December 12th 2024
Doors 6.30pm for a 7pm start *
* Gasp will be open from 5pm for a bit of Xmas social before the 20×20 starts at 7pm – there will be some drinks and party substances and after the 20×20 we plan to retire to either the Barley Mow or King Street Tavern – all members, guests, friends, dogs and pet hamsters are invited.
It is the only party you will ever need!
Dress code suggestions : Sophisticated, Feather boas, Big Hair.
Our popular 20X20 talks return to Art Space Portsmouth on Thursday December 12th with ASP studio holder Kate Street, alongside Donna Poingdestre and Justine Hounam.
Kate Street
ASP studio holder Kate Street works across the digital/analogue divide. With a background in painting, she uses found imagery and objects to lead the formation of works. Drawing upon figuration, landscape and cultivation, her work aims to explore hidden social inequalities and alternative narratives. Small scale details from the pages become monstrous through her Frankenstein approach to collaging, assemblage, and digital manipulation. This coupled with remnants, such as hooks, found jewellery, beauty paraphernalia, and nylon stockings create familiar, yet uneasy, objects.
@katestreetstudio
www.katestreet.net
Donna Poingdestre
Donna divides her time between London and Portsmouth. Predominantly using paint as her main medium and more recently using audio, film, publishing and performance to explore her current interest in liminality, transitory spaces and experiences. The transformational states of both the physical spaces we inhabit and pass through as well as the transition and periods of lingering between life experiences.
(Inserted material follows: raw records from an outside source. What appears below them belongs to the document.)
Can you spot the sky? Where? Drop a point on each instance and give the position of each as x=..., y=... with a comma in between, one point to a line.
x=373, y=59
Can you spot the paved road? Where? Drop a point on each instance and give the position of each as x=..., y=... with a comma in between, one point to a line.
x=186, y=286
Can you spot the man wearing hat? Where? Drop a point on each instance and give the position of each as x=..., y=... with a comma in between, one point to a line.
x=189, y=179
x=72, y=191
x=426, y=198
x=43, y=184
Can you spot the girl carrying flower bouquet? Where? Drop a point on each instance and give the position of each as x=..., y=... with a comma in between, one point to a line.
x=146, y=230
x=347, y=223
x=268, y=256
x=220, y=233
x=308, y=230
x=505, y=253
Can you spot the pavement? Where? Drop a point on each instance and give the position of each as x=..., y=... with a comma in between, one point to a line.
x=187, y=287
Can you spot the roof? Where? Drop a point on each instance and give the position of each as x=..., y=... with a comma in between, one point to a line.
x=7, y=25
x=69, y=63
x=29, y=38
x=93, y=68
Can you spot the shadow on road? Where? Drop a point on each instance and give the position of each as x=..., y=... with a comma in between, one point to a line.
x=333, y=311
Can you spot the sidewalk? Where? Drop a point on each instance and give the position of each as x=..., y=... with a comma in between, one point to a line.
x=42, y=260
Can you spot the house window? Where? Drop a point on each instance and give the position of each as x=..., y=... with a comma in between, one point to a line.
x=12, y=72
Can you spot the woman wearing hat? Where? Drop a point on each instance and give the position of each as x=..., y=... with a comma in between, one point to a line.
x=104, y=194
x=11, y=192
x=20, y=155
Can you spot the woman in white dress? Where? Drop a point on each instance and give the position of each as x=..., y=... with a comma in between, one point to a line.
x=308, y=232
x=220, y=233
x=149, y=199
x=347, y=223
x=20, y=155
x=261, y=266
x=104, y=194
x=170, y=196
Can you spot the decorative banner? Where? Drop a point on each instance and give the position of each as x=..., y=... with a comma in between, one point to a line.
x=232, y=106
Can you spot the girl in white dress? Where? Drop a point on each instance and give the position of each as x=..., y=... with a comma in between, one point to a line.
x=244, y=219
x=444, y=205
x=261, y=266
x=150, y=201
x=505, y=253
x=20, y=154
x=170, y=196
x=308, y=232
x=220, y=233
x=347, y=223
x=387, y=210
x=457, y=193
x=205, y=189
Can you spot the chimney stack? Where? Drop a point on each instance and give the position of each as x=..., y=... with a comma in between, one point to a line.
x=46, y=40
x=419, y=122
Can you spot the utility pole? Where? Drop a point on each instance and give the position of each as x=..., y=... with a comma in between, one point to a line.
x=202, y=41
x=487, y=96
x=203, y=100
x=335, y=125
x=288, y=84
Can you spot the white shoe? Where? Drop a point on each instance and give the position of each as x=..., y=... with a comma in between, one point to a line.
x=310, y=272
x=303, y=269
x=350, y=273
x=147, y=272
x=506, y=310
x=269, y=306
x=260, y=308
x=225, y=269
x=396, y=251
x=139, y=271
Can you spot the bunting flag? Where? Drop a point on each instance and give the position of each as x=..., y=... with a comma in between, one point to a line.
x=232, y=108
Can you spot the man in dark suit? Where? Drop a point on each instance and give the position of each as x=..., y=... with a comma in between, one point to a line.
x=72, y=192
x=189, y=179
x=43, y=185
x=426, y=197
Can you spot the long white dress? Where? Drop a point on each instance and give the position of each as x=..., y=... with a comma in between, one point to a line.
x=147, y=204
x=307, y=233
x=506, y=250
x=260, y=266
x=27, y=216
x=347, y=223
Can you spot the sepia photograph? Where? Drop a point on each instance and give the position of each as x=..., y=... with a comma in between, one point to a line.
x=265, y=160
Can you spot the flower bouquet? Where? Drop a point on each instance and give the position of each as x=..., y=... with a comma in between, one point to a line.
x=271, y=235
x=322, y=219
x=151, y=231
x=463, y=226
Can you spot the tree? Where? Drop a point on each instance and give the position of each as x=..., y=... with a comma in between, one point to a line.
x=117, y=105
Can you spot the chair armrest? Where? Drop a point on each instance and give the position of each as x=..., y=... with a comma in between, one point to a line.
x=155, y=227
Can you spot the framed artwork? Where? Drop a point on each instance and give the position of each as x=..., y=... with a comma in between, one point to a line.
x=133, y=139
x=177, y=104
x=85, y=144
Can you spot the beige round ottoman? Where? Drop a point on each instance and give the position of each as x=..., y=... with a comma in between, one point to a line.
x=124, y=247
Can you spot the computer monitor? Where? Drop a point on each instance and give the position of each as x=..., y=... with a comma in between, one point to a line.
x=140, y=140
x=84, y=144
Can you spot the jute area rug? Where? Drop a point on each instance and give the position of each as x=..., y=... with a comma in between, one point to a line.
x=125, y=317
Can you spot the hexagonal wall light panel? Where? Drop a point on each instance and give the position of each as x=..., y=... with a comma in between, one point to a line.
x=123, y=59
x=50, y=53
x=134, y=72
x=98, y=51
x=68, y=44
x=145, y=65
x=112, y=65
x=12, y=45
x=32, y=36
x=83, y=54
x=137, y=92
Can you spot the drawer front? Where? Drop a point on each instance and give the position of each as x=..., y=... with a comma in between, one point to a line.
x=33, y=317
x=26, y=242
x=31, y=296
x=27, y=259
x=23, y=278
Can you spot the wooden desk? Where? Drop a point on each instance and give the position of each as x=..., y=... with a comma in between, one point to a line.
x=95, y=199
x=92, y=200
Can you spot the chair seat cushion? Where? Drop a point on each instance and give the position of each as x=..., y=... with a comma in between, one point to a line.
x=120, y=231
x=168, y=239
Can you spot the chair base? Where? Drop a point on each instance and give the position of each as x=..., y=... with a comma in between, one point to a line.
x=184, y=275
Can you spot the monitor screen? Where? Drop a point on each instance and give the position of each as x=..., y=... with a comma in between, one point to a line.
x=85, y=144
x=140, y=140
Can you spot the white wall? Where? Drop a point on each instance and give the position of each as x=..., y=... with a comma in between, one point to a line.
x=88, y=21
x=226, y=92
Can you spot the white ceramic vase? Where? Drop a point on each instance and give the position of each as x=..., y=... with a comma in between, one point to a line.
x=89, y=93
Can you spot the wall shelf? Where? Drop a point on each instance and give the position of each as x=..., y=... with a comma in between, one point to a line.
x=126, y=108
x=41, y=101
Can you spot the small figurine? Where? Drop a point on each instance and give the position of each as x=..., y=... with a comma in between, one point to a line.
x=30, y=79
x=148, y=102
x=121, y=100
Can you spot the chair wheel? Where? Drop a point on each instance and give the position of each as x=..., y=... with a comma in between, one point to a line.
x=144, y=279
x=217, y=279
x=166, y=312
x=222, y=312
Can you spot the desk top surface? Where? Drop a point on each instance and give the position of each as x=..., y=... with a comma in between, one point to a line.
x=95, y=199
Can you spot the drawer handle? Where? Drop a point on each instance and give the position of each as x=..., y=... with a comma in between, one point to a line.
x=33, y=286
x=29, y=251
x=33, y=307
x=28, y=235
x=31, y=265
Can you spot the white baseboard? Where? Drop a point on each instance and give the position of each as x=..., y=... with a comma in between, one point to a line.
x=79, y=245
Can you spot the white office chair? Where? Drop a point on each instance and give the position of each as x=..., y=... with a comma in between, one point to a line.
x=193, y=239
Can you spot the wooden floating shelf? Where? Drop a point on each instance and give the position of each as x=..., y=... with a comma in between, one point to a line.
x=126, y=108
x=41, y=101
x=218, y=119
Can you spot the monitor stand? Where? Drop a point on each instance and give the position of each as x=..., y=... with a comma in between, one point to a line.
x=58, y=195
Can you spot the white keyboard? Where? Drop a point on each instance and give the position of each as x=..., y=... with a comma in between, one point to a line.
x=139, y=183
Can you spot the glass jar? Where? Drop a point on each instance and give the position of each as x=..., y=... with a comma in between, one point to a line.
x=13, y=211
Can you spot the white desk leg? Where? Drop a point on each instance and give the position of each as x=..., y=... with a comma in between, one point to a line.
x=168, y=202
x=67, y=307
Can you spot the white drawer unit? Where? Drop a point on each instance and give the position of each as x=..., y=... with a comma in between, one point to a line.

Donna works in both the street art and gallery setting. Is co director of artist led contemporary Both Gallery, London, and of Art Up (Portsmouth) CIC whose flagship project is the Look Up Portsmouth street art festival.
@donna_poingdestre_artist
Justine Hounam
Justine Hounam is both a sculptor and filmmaker based in London, and her artistic practice revolves around exploring the connections between individuals, their homes, and household objects, symbolising physical, psychological, and metaphorical aspects of identity.
Hounam’s background in architecture shapes her interest in form and materiality, leading her to experiment with sculptural processes in order to innovate new techniques. Justine makes bodily sculptural forms resembling hardened shells by layering household paint onto fabric stretched over domestic wooden furniture. When removed, akin to skin pulled from a body, the fabric retains the imprint of the object it covered. These sculptures, suggestive of territory, reveal the contours and aging of the furniture within. The materiality of the objects is integral, as they contain memories, subjectivity, and personal space, whilst also having the ability to display the erosion of time and experience, which get imprinted onto cloth. Hounam sees the material and its idiosyncrasies as symbolic metaphor of skin and scar tissue.
In addition to sculpture, Hounam produces short films shot from above (birds eye viewpoint), capturing mundane daily tasks in domestic life. Through these films, she uses personal and domestic environments as a backdrop to also question broader societal and political concepts.